But Russia can’t carry the cost of that. Moscow has been rebuilding its armed forces for years but in 2019, its defense spending amounted to just $65.1 billion, according to the Stockholm International Peace Research Institute. That same year, the United States spent 11 times as much and China four times as much.
The bigger American and Chinese economies can afford to be generous with their generals. SIPRI estimates that in 2019 the U.S. devoted 3.4 percent of its GDP to defense and China spent just 1.9 percent. Russia spent 3.9 percent on defense that year and the absolute amount was smaller than what its rivals spent. Reaching anything close to American or Chinese levels would be utterly impossible. There aren’t enough bucks for the bang.
Russia has one economic asset, which is vast reserves of fossil fuels. Putin has exploited them in the past to achieve his political aims. Now he could do so again – by reducing or even cutting off Russia natural gas exports to Europe if the West imposes sanctions – though only if Russia itself is willing to pay the price of losing an important export market.

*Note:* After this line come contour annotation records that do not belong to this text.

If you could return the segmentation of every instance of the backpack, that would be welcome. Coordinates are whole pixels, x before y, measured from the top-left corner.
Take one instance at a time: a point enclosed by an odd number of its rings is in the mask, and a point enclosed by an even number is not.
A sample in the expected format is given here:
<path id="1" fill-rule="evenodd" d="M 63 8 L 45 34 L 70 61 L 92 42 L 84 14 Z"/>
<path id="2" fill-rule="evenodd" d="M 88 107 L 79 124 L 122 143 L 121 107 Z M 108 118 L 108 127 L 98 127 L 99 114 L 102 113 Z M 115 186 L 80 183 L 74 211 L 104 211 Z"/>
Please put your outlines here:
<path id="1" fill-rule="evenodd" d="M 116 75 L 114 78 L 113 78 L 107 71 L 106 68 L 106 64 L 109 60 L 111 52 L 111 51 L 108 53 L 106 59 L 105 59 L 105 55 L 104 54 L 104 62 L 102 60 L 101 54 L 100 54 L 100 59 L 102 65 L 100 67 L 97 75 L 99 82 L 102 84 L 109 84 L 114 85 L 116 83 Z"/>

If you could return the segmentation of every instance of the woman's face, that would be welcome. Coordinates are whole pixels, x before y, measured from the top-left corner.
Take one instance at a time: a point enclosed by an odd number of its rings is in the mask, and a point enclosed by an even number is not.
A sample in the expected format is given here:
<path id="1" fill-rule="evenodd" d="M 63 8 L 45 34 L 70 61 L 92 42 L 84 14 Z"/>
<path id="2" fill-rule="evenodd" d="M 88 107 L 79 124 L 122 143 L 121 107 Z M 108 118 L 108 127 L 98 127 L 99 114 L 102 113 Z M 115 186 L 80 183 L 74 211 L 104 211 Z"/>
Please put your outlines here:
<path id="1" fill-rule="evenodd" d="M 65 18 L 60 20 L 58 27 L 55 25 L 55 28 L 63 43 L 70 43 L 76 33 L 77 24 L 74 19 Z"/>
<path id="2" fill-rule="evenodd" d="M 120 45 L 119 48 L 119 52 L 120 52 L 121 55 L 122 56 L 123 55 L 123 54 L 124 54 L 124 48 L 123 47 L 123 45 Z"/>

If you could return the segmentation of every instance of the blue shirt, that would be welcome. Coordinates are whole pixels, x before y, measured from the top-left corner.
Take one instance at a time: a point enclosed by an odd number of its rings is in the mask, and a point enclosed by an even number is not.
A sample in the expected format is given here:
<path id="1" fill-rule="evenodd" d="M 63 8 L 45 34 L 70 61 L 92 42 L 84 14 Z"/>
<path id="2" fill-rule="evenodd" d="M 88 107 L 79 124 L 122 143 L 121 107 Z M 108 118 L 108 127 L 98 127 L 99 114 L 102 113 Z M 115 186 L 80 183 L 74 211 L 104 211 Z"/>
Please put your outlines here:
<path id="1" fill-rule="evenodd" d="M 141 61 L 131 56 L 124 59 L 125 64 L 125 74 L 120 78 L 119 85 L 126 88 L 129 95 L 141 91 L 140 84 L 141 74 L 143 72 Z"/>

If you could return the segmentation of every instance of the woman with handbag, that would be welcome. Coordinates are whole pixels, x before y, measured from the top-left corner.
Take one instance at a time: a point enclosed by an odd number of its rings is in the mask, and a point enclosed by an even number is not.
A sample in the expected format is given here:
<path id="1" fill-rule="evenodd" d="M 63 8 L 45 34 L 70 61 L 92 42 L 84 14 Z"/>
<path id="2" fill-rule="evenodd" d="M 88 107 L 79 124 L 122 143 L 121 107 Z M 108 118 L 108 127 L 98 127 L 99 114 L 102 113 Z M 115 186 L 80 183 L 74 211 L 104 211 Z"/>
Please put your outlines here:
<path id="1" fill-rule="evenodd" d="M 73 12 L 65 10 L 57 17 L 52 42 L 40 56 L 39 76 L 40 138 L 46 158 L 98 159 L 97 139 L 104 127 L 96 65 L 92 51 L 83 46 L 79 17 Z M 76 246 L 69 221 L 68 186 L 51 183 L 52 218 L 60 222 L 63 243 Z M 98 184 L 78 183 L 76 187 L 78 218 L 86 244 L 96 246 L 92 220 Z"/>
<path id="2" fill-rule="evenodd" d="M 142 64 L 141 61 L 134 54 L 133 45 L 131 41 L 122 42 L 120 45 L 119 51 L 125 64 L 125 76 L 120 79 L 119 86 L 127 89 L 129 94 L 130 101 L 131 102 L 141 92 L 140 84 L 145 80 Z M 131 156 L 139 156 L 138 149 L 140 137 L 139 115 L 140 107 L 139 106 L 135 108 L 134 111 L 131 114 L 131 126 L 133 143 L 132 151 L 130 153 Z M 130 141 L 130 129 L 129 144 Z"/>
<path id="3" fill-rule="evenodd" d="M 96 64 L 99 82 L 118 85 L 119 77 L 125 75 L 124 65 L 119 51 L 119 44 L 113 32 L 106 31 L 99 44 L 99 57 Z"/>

Turning off the gas spigot would cost Russia upwards of $200 million a day, or about $20 billion if the embargo lasted three months. With $600 billion in foreign currency reserves, Russia could afford to do it.
But Putin shouldn’t be so confident that the embargo would hurt Europe the way he hopes.
As The Economist reported last week, Europe has gas in storage equal to as much as four months consumption; it has access to liquefied natural gas shipped from the U.S. and other places; and the continent has developed a network to ship gas internally, meaning the countries hardest hit by a Russian embargo could tap supplies from their neighbors.
So Putin’s gas weapon – the only arrow in its economic quiver – isn’t all it’s cracked up to be.
To his credit, Putin seems to be a student of history. He is a firm believer in Russia’s historical greatness, and someone who mourns the day the Soviet Union collapsed. Thus, he should be asking himself how the collapse happened in the first place. How did a country with a population bigger than America’s, rich in natural resources, a strong system of education, a powerful army and more than its fair share of top-notch scientists and engineers end up imploding?
What the USSR never got right was the economy. On paper, it looked good for many years in the middle of the 20th century. Stalin orchestrated a process of rapid industrialization, but his model worked only so long as the regime could devote more and more human labor and natural resources to generating growth. The Soviets never succeeded in raising productivity, delivering goods to consumers or (apart from weapons) converting its science and technology into practical uses.
In the end, even though it spent heavily on its military, it struggled to keep up with the United States.
Putin’s Russia isn’t a command economy of the Soviet type, but it’s dysfunctional in its own way: corrupt, monopolistic and suffering from poor governance. It’s not a good place to do business. Perhaps Putin prefers it that way because a powerful capitalist class represents a center of power that he would have to negotiate with; better to keep the economy in control of cronies answerable to him.
If Putin were wiser, he would be taking his cue from China, which has spent the last decade building up its economy to the point now that, if it chooses (and under Xi Jinping, it appears to indeed be choosing), it can become a military and political power as much as it already is an economic one. Indeed, China is now in a place where it sees the opportunity not just to challenge the U.S., but to supplant the United States and Europe in leading the global agenda.
Even if it gets its way with Ukraine, Putin’s Russia doesn’t have what it takes to leverage the victory. It will remain a second-tier power.